I like reading about the art world and creativity and even if I didn't I would like to read what Janet Malcolm Writes about it. It was a nice surprise to find that one of the players in her art world drama had gone to my high school in Cincinnati and I always wondered what happened to him. The role of esoteric art critic in New York City seems to be a natural extension of who he was as an outspoken, rebellious student in an elite, college preparatory high school in the Midwest. I also find it interesting when anybody can make some sense out of the mishmash of what I view as the New York City art world. I believe Tom Wolfe is correct when he said that the word makes the message in the art world. It is not what you see is what you get it is what you see is formed by the art critic you are listening to about that piece of artwork.
I got bogged down in the VERY long essay about Artforum magazine, and I don't agree with Malcolm's enthusiasm for J.D. Salinger's writing (he's got a very narrow focus and his characters are really more petulant than anything else). But the David Salle piece which opens the collection (and furnishes its title) is a masterpiece.She also skillfully demolished the blowsy excess of the catalog of the SanFrancisco Art Museum's Diane Arbus exhibit, making the point that learning every last jot of trivia about a person does not contribute to understanding them. I will remember this line forever: "What Helen of Troy did in her spare time, and what she was "really like" as a person, are not questions that torture us."

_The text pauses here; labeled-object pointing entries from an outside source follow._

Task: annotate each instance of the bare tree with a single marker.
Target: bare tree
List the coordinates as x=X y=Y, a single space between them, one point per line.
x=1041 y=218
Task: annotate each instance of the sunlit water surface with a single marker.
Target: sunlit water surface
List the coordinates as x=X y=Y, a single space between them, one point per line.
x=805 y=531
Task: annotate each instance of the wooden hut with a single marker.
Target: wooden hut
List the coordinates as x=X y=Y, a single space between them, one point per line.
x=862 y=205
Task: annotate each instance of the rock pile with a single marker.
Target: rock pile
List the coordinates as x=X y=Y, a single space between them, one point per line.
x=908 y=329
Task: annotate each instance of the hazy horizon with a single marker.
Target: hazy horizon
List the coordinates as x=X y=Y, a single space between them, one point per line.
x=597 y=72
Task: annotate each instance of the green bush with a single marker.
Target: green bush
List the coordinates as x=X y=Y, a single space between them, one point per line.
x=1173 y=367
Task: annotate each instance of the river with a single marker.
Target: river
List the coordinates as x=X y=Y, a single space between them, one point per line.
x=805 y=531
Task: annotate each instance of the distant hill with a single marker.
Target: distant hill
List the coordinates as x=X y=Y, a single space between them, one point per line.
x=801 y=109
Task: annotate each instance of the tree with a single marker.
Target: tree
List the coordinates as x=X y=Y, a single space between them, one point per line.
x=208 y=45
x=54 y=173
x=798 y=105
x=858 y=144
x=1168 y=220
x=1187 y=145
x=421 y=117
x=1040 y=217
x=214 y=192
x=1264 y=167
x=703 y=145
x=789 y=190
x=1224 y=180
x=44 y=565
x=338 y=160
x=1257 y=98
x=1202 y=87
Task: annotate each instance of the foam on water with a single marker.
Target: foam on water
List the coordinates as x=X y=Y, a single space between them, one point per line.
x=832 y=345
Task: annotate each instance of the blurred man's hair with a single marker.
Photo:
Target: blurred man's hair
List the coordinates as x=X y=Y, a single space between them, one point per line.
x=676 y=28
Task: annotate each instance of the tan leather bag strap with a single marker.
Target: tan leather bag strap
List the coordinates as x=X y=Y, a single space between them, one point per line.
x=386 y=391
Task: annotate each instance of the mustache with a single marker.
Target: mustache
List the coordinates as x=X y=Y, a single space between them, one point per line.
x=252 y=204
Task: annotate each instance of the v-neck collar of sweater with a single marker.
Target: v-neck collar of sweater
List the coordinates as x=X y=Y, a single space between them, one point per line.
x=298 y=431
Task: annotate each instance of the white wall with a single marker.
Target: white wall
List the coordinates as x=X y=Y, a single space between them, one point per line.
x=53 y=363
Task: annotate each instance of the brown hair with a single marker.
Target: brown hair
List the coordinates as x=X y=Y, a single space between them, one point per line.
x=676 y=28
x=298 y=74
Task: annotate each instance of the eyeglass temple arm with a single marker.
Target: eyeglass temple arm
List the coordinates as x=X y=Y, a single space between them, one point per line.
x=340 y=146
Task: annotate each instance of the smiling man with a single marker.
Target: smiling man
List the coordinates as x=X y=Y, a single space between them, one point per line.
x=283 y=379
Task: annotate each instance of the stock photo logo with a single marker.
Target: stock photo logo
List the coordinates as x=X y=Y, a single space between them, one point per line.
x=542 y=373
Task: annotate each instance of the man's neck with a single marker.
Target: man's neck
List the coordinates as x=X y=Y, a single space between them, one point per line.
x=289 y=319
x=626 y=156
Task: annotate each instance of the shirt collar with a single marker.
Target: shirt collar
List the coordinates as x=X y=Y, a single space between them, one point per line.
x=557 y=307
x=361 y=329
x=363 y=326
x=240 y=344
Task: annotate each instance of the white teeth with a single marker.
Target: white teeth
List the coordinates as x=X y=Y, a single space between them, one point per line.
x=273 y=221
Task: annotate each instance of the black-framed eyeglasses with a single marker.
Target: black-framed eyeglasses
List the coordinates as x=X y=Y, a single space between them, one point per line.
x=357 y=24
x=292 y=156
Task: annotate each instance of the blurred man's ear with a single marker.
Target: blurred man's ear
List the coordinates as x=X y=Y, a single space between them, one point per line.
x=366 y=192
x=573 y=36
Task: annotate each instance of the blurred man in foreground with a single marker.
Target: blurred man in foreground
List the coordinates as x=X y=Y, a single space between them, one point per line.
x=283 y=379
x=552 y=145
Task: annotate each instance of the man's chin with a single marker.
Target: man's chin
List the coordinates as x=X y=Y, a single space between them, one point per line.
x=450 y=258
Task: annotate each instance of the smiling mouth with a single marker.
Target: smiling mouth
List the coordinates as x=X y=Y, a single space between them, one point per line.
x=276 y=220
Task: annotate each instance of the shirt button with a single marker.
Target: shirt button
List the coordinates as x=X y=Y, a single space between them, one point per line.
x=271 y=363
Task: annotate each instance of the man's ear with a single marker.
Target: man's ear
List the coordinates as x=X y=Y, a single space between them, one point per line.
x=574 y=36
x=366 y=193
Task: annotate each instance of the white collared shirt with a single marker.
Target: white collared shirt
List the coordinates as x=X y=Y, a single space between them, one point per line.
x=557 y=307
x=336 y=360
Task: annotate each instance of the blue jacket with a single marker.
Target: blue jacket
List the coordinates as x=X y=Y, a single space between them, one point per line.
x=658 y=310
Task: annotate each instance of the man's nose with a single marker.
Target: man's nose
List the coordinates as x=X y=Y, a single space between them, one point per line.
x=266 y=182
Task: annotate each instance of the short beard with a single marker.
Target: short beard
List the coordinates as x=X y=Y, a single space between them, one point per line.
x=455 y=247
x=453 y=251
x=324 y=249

Some people have complained here that these essays have appeared elsewhere and therefore are not "new." The truth is, most essay collections have work in them that has appeared elsewhere. That doesn't prevent this from being a riveting read. Even the ones I've read before, like the title essay, surprised me all over again. Janet Malcolm is a brilliant thinker, a cool and clear-eyed journalist, and a beautiful writer. All it takes is one paragraph before you know you're in the thrall of an authoritative, interesting voice and mind.
I love Janet Malcolm's writing style and prose and therefore can't be objective. This compilation has been fascinating. She continues to astound me with her perceptive voice and remarkable wisdom. I highly recommend this to anyone interested in the arts.
I love Janet Malcolm's work, just about every word of it, so I am unqualified to review this book. To me, reading each piece was like eating exquisite dark chocolate, superb smoked salmon, and so on: fill in the blanks with your own cherished tasty treats. I'm sorry, I just can't be objective about Janet Malcolm. But I can tell you which is my favorite: her write-up on the collection of characters (art historians, art critics, editors, and artists) who shed light on the enigma of _Artforum_ magazine in the 1980s. That may sound arcane to you, but for me, it's riveting material. She even makes Bloomsbury freshly interesting! Enough said.
Fascinating book that I will read again and again.
She is one of my favorite writers, offering such a complex, nuanced version of a story, making me think. This is a collection of essays and some of them are not so successful as her other books, but I was glad to read it.